Am I missing something here?  Can this software be used to stitch photos together into larger seamless aerial maps?  Please let me know!

Attempt #3: Microsoft ICE (Image Composite Editor)

Ok, now we are getting somewhere.  MS ICE is a slick program.  It’s highly automated to the point of not even offering much ability for user intervention.  You simply throw a pile of pictures at it, and it finds keypoint matches, and tries to stitch a panorama together for you.  It’s easy to use, and does some nice work.  However, it does not take any geo information into consideration.  As it fits images together you can see evidence of progressively increased scale and orientation distortion.  It has trouble getting all the edges to line up just right, and occasionally it fits an image into a completely wrong spot.  But it does feather the edges of the seams so the final result has a nice look to it.  Here is an example.  (Click the image for a larger version.)


The result is rotated about 180 degrees off, and the scale at the top is grossly exaggerated compared to the scale at the bottom of the image.  If you look closely, it has a lot of trouble matching up the straight line edges in the image.  So ICE does a commendable job for what I’ve given it, but I’m still way short of my goal.

Here is another image set stitched with ICE.  You can see it does a better job avoiding progressive scaling errors on this set.  However, linear features still are crooked, there are many visual discontinuities, and it one spot it has completely bungled the fit and inserted a fragment completely wrong.  So it still falls pretty short of my goal of making a perfectly scaled, positioned, and seamless map that would be useful for science.


Attempt #4: Write my own stitching software

How hard could it be … ? 😉

  1. Find the features/keypoints in all the images.
  2. Compute a descriptor for each keypoint.
  3. Match keypoint descriptors between all possible pairs of images.
  4. Filter out bad matches.
  5. Transform each image so that it’s keypoint position matches exactly (maybe closely? maybe roughly on the same planet as ….?) that same keypoint as it is found in all other matching images.

I do have an advantage I haven’t mentioned until now:  I have pretty accurate knowledge of where the camera was when the image was taken, including the roll, pitch, and yaw (“true” heading).  I am running a 15-state kalman filter that estimates attitude from the gps + inertials.  Thus it converges to “true” heading, not magnetic heading, not ground track, but true orientation.  Knowing true heading is critically important for accurately projecting images into map space.
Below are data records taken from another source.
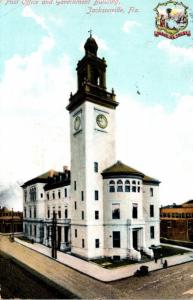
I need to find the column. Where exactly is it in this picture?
[60,226,65,250]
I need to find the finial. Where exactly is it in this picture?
[88,29,92,37]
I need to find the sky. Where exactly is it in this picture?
[0,0,193,210]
The following image shows the OpenCV “ORB” feature detector in action along with the feature matching between two images.
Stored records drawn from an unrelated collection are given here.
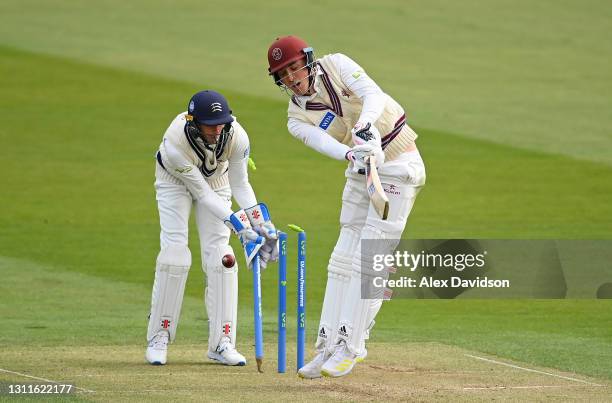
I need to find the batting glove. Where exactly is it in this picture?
[245,203,278,269]
[224,210,265,269]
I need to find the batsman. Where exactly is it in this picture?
[268,36,425,378]
[145,90,278,365]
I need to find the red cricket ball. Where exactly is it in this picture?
[221,255,236,269]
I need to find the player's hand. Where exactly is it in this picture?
[351,122,381,146]
[255,221,278,269]
[245,203,278,268]
[224,210,265,269]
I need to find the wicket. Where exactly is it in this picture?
[278,226,306,373]
[247,243,263,372]
[278,232,287,374]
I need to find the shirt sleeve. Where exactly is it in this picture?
[332,53,386,123]
[287,118,351,160]
[162,138,232,220]
[228,121,257,209]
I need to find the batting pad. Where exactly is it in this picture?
[337,224,398,355]
[147,244,191,342]
[315,226,360,351]
[204,245,238,351]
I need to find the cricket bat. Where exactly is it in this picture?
[366,155,389,220]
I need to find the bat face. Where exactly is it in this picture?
[366,156,389,220]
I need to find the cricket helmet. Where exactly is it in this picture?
[268,35,314,85]
[187,90,234,126]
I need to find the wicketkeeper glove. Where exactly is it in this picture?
[244,203,278,269]
[224,210,265,269]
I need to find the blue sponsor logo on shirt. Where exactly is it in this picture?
[319,112,336,130]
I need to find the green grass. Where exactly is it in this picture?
[0,0,612,165]
[0,0,612,400]
[0,48,612,386]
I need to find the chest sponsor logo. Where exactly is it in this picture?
[319,112,336,130]
[382,183,401,196]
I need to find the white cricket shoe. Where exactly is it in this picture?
[145,330,169,365]
[298,350,331,379]
[321,340,368,378]
[208,337,246,366]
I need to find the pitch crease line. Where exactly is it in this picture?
[0,368,96,393]
[464,354,604,386]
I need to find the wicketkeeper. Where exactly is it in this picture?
[146,90,278,365]
[268,36,425,378]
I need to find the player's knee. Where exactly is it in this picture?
[157,244,191,271]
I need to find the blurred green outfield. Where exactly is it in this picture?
[0,1,612,386]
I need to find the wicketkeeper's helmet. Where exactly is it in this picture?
[187,90,234,126]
Compare the following fit to the first ICE fit above.  You can see a myriad of tiny discrepancies.  I’ve made no attempt to feather the edges of the seams, and in fact I’m drawing every image in the data set using partial translucency.   But this fit does a pretty good job at preserving overall all geographically correct scale, position, and orientation of all the individual images.


Here is a second data set taken of the same area.  This corresponds to the second ICE picture above.  Hopefully you can see that straight line edges, orientations, and scaling is better preserved.


Perhaps you might also notice that because my own software tool set understands the camera location when the image is taken, the projection of the image into map space is more accurately warped (none of the images have straight edge lines.)

Do you have any thoughts, ideas, or suggestions?

This is my first adventure with image stitching and feature matching.  I am not pretending to be an expert here.  The purpose of this post is to hopefully get some feedback from people who have been down this road before and perhaps found a better or different path through.  I’m sure I’ve missed some good tools, and good ideas that would improve the final result.  I would love to hear your comments and suggestions and experiences.  Can I make one of these data sets available to experiment with?

To be continued….

Expect updates, edits, and additions to this posting as I continue to chew on this subject matter.